A Organização para a Segurança e Cooperação na Europa (OSCE) divulgou nesta segunda (15) um relatório acerca do processo eleitoral. Segundo o documento, os canais públicos de rádio e TV dedicaram 44% de sua cobertura para a aliança de Erdogan durante a campanha, em tom positivo na maior parte das vezes. Para a oposição, restaram 28%, cuja cobertura salientou sobretudo os aspectos negativos da coalizão.
Para Erdi, essa cobertura midiática é crucial para explicar o resultado do primeiro turno. “Os vídeos da campanha de Erdogan são reproduzidos por esses canais de maneira acrítica e quase instantânea, o que faz deles máquinas de propaganda pró-governo”, afirma.
“São informações que exaltam os feitos do presidente, ao mesmo tempo em que deixam de apresentar propostas da oposição. E, mais grave, veiculam notícias falsas, como uma que sugere que Kilicdaroglu teria assinado uma aliança com o PKK, a guerrilha curda, o que é mentira, mas é muito eficaz diante de eleitores nacionalistas.”
Outro fator que teria desequilibrado a disputa foi o uso da máquina pública de forma geral. “No último mês, eu e todos os turcos não pagamos a fatura de gás, por exemplo. E quando Kilicdaroglu sugeriu aumentar o salário dos servidores públicos, Erdogan correu para conceder o aumento, ainda que tivesse se declarado contrário à medida publicamente semanas antes.”
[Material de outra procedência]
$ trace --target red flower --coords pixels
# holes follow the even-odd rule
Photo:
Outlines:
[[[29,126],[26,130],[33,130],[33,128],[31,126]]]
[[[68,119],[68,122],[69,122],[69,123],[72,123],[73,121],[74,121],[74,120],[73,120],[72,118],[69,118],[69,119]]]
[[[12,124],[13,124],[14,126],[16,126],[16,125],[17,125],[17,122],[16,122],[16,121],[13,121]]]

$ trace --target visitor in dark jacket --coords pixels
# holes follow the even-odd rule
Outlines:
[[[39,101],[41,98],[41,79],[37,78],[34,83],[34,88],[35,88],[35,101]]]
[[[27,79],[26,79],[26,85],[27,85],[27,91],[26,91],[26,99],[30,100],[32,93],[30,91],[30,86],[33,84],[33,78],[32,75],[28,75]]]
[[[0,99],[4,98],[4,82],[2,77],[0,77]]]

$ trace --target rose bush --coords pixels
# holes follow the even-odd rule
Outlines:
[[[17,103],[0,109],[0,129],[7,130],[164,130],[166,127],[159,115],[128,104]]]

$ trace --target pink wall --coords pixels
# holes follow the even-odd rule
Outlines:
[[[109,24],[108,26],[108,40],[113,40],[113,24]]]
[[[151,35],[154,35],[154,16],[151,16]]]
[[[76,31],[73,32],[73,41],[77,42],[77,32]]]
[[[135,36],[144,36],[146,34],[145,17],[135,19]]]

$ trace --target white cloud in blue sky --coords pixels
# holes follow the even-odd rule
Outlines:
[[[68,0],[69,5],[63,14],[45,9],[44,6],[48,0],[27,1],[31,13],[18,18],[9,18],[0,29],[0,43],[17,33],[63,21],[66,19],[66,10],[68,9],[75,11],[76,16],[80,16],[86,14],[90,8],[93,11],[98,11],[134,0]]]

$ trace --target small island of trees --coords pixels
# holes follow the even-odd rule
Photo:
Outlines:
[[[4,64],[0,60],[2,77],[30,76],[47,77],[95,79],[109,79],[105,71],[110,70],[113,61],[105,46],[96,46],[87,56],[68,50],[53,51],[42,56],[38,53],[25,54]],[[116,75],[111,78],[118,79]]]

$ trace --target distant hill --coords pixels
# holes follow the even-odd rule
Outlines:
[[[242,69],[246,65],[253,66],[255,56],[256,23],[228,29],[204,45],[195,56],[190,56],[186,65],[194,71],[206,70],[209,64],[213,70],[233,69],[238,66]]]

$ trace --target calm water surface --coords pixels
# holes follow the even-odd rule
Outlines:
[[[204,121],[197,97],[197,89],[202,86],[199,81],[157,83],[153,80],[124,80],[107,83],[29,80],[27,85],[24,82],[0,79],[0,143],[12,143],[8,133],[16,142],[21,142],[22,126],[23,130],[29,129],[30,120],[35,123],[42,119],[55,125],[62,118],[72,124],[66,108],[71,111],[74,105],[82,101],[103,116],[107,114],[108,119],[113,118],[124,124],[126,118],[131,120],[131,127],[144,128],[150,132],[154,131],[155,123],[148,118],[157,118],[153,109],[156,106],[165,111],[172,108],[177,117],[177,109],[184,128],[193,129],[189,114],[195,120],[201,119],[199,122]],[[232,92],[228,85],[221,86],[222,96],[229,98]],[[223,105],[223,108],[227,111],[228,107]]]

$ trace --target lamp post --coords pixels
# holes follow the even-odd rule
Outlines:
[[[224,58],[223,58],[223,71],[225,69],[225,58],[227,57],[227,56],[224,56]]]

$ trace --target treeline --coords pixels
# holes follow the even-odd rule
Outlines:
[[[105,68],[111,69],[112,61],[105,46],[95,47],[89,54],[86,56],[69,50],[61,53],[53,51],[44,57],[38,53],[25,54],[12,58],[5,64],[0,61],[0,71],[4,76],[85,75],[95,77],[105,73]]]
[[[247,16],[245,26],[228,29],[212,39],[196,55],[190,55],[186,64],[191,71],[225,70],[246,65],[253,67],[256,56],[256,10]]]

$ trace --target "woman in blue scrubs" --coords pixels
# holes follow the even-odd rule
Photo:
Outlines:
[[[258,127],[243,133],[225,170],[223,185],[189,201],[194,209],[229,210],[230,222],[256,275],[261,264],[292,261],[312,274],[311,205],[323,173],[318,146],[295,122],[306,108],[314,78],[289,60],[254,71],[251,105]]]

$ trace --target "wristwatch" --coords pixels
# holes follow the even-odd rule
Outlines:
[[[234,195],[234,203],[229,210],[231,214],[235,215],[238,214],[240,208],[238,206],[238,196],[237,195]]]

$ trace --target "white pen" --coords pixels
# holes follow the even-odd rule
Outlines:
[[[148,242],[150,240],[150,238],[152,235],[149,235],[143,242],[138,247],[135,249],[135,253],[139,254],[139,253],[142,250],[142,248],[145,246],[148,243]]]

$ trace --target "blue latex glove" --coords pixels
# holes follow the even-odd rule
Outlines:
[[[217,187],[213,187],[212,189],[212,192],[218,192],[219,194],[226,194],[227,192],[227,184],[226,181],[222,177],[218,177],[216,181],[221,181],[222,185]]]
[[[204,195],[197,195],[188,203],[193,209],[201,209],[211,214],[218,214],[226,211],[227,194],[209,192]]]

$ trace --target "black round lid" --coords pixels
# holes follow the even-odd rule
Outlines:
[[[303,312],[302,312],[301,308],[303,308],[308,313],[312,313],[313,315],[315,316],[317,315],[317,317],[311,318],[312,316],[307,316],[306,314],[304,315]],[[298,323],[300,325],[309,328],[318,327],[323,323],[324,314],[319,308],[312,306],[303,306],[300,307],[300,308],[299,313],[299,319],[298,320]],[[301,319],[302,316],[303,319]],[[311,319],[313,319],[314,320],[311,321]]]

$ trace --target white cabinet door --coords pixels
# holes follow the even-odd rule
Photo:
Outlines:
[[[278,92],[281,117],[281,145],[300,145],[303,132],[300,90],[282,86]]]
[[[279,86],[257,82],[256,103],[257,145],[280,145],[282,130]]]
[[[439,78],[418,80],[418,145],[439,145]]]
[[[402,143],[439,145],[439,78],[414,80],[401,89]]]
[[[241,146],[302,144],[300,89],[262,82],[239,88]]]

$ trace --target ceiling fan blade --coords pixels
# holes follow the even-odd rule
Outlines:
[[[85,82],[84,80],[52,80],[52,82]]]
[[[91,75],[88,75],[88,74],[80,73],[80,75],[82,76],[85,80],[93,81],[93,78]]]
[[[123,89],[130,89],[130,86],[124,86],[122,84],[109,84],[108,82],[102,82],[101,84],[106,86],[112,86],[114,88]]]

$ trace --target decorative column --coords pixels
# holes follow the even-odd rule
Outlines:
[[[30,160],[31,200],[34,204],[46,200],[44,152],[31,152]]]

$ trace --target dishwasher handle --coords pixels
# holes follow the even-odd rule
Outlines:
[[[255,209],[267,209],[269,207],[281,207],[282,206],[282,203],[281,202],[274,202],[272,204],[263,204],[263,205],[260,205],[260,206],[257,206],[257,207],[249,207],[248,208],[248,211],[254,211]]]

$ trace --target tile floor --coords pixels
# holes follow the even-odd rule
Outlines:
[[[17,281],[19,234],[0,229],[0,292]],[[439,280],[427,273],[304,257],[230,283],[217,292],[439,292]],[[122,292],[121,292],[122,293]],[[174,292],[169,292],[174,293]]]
Para Erdi, a possível reeleição de Erdogan para um mandato de mais cinco anos deve sacramentar uma “era sombria para a Turquia”, de vulnerabilidade ainda maior para intelectuais de oposição e para jornalistas, já que os ataques à democracia e aos direitos humanos devem comprometer ainda mais a liberdade de expressão no país.
“A vida cotidiana das pessoas será fortemente impactada pela imposição cada vez maior do islã, com a ascensão de políticos religiosos ultrarradicais e mudanças de regras que devem chegar à Constituição.”